Donor Name: National Fish and Wildlife Foundation (NFWF)
States: Arizona, California, Colorado, Idaho, Montana, Nevada, New Mexico, Oregon, Utah, Washington, and Wyoming
County: All Counties
Type of Grant: Grant
Deadline (mm/dd/yyyy): 11/08/2022
Grant Size: $1.7 million
Grant Duration: 3 years
Details:
Program Priorities
All proposals must outline specifically how projects will directly address state game and fish (wildlife) department priorities as identified in the state plans, or specific priority projects on tribal lands, to conserve or restore habitat and measurably contribute to the sustainability of local and regional big-game populations and accomplishment of program priorities which include:
- Restoring degraded priority habitat, stopover areas, and migration corridors by activities identified in the state plans, or comparable tribal plans, such as removing encroaching trees from sagebrush ecosystems, rehabilitating areas damaged by fire, or treating exotic/invasive vegetation to improve the quality and value of these areas to big game and other wildlife.

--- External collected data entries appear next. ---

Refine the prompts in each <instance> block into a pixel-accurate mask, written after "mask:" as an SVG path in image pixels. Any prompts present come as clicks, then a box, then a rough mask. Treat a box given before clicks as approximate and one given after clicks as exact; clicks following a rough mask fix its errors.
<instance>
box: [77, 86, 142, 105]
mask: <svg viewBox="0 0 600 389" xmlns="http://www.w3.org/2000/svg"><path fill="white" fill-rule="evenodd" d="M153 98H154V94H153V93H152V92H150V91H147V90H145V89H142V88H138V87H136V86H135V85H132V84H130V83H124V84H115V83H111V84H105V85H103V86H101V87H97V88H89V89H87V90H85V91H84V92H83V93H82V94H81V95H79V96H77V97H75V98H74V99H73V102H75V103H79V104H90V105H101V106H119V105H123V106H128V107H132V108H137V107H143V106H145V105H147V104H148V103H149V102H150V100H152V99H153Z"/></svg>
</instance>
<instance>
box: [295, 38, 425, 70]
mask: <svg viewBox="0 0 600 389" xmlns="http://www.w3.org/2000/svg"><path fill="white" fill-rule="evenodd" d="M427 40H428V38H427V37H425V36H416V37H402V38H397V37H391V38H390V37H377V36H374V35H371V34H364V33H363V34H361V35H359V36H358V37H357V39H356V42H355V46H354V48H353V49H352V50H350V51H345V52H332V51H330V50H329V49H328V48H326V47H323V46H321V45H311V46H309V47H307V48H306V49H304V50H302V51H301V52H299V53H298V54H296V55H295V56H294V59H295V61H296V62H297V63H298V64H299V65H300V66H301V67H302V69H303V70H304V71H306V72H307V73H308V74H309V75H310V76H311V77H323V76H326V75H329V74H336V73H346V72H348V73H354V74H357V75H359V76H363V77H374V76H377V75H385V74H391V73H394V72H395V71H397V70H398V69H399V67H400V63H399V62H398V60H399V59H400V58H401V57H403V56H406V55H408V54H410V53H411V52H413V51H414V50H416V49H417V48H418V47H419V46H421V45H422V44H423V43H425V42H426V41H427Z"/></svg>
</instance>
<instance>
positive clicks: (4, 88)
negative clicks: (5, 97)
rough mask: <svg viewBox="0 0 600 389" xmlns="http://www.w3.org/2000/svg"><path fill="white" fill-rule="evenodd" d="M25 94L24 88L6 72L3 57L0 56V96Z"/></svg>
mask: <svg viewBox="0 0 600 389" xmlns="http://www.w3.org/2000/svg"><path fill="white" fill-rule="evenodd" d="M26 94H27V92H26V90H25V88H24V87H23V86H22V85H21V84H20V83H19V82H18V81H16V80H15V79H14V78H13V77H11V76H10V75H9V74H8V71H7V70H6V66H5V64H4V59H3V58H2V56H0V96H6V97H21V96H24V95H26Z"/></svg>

- Work cooperatively with diverse partners to achieve wild-life friendly fencing measures, including potentially modifying (via smooth wire), removing (if no longer necessary), installing if serving to direct big game movement out of harm’s way, or seasonally adapting (seasonal lay down) fencing if proven to impede movement of big game through priority migration corridors or habitat.
- Implement measures such as conservation easements and management agreements or other actions to protect bottlenecks within corridors and other areas within priority habitat or stopover areas threatened by fragmentation.
- Utilize other proven actions necessary to improve the habitat quality /or restore priority big-game habitat, stopover areas, or migration corridors across the West.
- In 2023 there are additional resources available for capacity to increase conservation delivery in Wyoming. Projects seeking capacity support must show how it will translate into habitat outcomes on-the-ground and are still required to fall within Tribally or State-identified priority areas.